A municipal advisor is a person or a firm that provides financial advice to public agencies (cities, counties, school districts, special districts, redevelopment agencies, housing authorities, public utilities, ports and airports, etc.) and non-profit organizations (private schools, colleges, and universities, charter schools, healthcare organizations, federally qualified health centers, museums, associations, etc.), particularly as it relates to entering into financing transactions and issuing debt in the form of leases, private placements, installment sale agreements, bank loans, municipal bonds, and other securities.
The municipal advisor role was created by the Security and Exchange Commission (the "SEC") in 2014 as a part of the implementation of the Dodd-Frank Wall Street Reform and Consumer Protection Act. Municipal advisors are required to act as a fiduciary to the agencies that they serve, fulfilling the duty of care and the duty of loyalty to act in the best interest of their clients.

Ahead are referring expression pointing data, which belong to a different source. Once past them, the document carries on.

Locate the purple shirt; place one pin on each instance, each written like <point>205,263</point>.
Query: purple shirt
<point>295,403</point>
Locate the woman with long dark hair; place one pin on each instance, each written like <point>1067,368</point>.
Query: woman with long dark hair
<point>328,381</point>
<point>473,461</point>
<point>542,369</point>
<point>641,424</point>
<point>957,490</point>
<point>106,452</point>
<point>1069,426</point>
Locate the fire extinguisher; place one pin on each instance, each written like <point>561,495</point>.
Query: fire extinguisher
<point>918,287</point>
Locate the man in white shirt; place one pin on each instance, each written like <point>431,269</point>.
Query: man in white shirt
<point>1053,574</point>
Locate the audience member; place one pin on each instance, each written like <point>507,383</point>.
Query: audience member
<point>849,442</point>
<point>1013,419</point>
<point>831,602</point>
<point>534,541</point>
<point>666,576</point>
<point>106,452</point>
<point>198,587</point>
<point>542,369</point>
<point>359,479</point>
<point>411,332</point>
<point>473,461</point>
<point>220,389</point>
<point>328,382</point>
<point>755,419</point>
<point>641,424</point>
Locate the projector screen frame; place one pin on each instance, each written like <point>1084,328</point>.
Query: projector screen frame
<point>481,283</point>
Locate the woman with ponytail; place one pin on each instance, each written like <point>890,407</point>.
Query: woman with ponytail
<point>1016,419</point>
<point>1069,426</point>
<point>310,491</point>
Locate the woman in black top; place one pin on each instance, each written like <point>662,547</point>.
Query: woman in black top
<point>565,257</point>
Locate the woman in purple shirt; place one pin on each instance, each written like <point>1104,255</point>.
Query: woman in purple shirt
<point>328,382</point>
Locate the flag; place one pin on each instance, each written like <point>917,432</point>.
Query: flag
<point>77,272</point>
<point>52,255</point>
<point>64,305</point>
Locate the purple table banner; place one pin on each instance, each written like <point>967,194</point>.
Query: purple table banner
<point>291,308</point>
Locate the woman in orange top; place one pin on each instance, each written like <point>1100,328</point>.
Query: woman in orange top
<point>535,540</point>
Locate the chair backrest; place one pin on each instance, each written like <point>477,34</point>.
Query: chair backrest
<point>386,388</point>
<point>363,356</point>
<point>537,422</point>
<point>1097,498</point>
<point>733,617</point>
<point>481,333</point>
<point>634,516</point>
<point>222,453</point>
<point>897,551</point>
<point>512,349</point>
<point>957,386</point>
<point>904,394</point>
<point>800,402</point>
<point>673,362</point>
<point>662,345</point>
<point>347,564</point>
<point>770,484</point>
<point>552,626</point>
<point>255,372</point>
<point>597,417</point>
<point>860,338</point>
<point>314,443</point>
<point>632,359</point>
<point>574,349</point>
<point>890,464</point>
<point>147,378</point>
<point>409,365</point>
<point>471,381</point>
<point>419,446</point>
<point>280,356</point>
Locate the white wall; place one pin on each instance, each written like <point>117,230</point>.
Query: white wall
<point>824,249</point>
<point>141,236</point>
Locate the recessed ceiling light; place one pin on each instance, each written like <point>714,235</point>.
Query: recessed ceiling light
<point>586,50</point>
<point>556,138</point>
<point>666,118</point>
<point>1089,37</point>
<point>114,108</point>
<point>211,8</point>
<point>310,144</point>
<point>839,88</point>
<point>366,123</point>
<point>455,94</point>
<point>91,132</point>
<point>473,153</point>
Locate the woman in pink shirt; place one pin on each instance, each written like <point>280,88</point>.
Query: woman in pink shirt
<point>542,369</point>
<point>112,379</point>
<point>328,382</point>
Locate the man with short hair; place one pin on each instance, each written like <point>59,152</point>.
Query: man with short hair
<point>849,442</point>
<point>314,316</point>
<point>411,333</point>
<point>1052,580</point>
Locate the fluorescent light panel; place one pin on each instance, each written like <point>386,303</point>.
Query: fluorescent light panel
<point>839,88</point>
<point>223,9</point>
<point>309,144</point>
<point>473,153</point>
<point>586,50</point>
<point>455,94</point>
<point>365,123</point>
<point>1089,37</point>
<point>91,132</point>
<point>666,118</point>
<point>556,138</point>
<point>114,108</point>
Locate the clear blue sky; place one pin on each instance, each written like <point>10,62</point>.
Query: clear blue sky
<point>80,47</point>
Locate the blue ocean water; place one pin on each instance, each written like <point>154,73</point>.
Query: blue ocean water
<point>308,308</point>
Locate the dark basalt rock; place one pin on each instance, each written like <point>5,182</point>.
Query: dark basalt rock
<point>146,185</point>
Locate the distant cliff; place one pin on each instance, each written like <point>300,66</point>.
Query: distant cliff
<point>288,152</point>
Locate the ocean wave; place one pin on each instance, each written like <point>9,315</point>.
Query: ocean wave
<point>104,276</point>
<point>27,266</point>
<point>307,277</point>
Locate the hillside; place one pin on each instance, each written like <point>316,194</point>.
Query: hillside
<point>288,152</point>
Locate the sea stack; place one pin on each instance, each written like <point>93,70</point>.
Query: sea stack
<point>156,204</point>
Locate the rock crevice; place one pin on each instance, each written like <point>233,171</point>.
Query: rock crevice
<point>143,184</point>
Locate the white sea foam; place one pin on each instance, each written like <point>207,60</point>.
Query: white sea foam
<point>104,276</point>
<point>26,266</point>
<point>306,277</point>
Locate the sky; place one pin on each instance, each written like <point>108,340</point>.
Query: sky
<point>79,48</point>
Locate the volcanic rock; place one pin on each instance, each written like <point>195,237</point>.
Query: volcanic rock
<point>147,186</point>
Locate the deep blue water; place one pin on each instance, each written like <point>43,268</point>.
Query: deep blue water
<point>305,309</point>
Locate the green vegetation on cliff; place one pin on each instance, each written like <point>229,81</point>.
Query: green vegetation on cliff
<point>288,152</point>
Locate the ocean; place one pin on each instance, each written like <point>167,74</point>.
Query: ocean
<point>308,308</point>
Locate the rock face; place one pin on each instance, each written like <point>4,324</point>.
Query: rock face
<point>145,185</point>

Municipal advisors are regulated by the Municipal Securities Rulemaking Board (the "MSRB) and the SEC. Each individual Municipal Advisor Representative must pass a rigorous Series 50 license examination that covers a wide range of municipal finance topics. At least one individual within a municipal advisory firm also must pass a Series 54 license exam as a Municipal Advisor Principal.
A municipal advisor assists public agencies in determining financing strategy, including method of sale (public offering or private placement), borrowing structure, timing of debt issuance, financing terms, and other matters related to the issuing of securities or other financial products. Municipal advisors work with the issuer staff and other members the financing team to obtain the best overall outcome for the financing, whether to fund a new project, refinance outstanding debt, optimize pension liability payments, or obtain working capital. After the debt is issued, municipal advisors support their clients in filing continuing disclosure reports and performing arbitrage calculations.
To obtain the most favorable financing terms at the lowest financing cost, a municipal advisor starts by assessing the client’s credit quality, looking into financial trends and projections, reserves, capital structure, and overall objectives of the client. Credit quality is one of the main factors that determine the cost of capital and availability of financing options. A good municipal advisor will proactively work with their clients to identify and correct or mitigate credit weaknesses. Once the financing strategy is determined, the municipal advisor works with the client to select an appropriate underwriter or lender and properly evaluate financing proposals. During the due diligence process, the municipal advisor assists the client in communications with the financial market and implementing policies that assure the creditors that the client is credit-worthy.